1 Answer

Increddibelly · Answer 1 · 2021-02-09T19:17:42+0000

Answer:

A sample size of 35 is needed.

Explanation:

We have that to find our
$\alpha$ level, that is the subtraction of 1 by the confidence interval divided by 2. So:

$\alpha = (1-0.95)/(2) = 0.025$

Now, we have to find z in the Ztable as such z has a pvalue of
$1-\alpha$ .

So it is z with a pvalue of
1-0.025 = 0.975 , so
z = 1.96

Now, find the width W as such

$W = z*(\sigma)/(√(n))$

In which
$\sigma$ is the standard deviation of the population and n is the size of the sample.

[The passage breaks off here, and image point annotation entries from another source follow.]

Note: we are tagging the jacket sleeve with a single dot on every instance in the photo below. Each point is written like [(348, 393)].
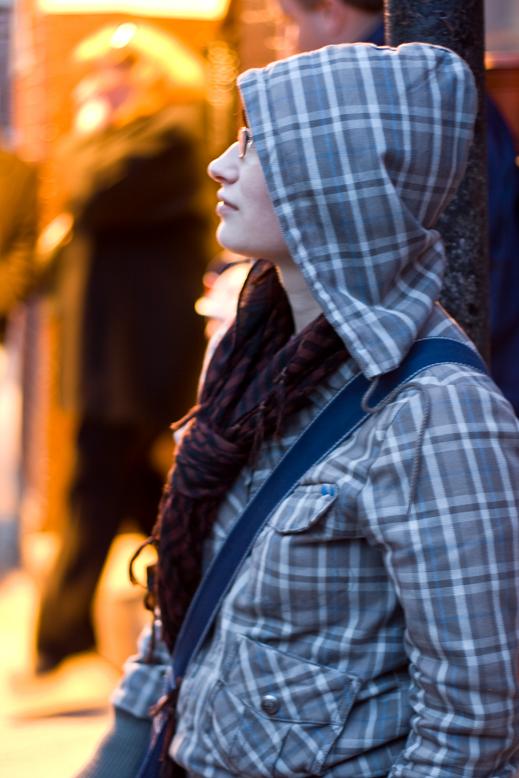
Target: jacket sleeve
[(17, 260), (145, 677), (442, 502)]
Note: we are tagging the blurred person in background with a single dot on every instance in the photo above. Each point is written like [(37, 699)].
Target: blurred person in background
[(131, 341), (315, 23), (18, 230), (370, 628)]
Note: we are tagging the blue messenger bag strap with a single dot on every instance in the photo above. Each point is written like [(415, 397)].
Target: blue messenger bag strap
[(337, 421)]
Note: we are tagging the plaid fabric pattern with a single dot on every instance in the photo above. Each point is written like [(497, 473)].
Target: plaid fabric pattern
[(378, 611), (378, 608), (362, 148), (374, 628)]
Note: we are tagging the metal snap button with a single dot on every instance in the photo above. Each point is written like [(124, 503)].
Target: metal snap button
[(270, 704)]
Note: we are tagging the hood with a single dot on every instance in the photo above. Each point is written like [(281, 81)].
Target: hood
[(362, 148)]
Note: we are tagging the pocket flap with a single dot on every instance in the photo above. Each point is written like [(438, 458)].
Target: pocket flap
[(284, 687), (303, 508)]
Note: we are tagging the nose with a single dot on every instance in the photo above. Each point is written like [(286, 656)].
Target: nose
[(225, 168)]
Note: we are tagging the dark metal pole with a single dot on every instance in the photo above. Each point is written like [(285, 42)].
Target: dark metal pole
[(459, 25)]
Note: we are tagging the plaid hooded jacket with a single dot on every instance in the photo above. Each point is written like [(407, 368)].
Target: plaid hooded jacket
[(373, 629)]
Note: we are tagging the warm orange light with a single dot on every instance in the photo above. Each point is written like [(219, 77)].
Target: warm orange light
[(182, 9)]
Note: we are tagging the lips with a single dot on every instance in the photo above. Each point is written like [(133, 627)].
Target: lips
[(222, 200)]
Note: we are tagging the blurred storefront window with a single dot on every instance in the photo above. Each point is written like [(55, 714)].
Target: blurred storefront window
[(502, 25), (178, 9)]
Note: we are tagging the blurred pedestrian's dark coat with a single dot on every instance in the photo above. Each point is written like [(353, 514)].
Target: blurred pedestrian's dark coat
[(132, 341), (18, 225)]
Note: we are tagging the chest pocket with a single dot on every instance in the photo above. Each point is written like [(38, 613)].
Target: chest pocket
[(275, 714), (317, 510)]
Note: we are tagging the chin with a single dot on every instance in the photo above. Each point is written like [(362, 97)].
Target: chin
[(232, 243)]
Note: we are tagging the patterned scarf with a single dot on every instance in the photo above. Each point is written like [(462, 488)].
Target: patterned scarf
[(258, 375)]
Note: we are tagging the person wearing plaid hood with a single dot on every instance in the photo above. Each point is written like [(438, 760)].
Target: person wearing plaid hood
[(372, 630)]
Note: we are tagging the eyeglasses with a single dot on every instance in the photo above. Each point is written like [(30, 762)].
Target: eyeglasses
[(245, 140)]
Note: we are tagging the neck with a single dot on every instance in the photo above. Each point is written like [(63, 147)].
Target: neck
[(304, 307), (359, 25)]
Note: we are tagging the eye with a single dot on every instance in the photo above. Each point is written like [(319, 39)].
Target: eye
[(244, 141)]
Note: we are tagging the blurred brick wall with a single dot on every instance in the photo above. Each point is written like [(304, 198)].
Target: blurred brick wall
[(5, 92)]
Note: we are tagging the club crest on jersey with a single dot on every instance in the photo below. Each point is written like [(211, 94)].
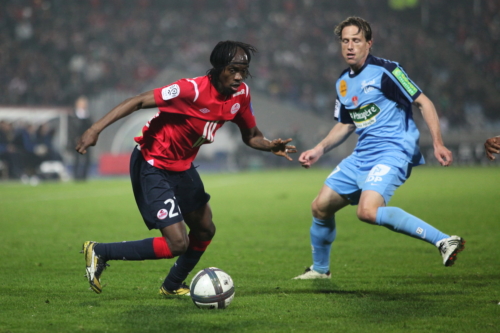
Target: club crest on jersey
[(367, 86), (235, 108), (170, 92), (241, 92), (162, 214), (343, 88), (377, 172), (365, 115)]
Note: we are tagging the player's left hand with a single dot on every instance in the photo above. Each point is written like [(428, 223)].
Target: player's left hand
[(279, 147), (443, 155), (492, 146)]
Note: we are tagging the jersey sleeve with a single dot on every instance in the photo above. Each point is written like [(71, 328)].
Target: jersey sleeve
[(175, 92), (245, 118), (397, 86), (341, 114)]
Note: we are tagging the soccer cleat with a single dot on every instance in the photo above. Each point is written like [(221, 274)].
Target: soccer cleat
[(449, 248), (311, 274), (183, 290), (95, 266)]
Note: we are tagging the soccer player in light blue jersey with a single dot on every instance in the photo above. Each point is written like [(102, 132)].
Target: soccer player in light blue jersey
[(374, 99)]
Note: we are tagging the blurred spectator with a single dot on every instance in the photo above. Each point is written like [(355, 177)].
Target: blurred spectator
[(44, 147), (78, 124), (9, 154), (52, 51)]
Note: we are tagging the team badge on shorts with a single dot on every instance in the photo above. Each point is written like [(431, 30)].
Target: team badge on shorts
[(162, 214), (377, 172), (170, 92), (235, 108)]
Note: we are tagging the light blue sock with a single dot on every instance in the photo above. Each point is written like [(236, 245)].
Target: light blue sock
[(323, 234), (400, 221)]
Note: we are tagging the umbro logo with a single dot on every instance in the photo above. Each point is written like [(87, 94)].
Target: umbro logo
[(241, 92)]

How large must the sample size be if the width of the 95% interval for mu is to be 1.0:

We need to find n for which W = 1.

We have that
$\sigma^(2) = 9$ , then
$\sigma = \sqrt{\sigma^(2)} = √(9) = 3$ . So

$W = z*(\sigma)/(√(n))$

1 = 1.96*(3)/(√(n))

√(n) = 1.96*3

(√(n))^2 = (1.96*3)^(2)

n = 34.57

Rounding up

A sample size of 35 is needed.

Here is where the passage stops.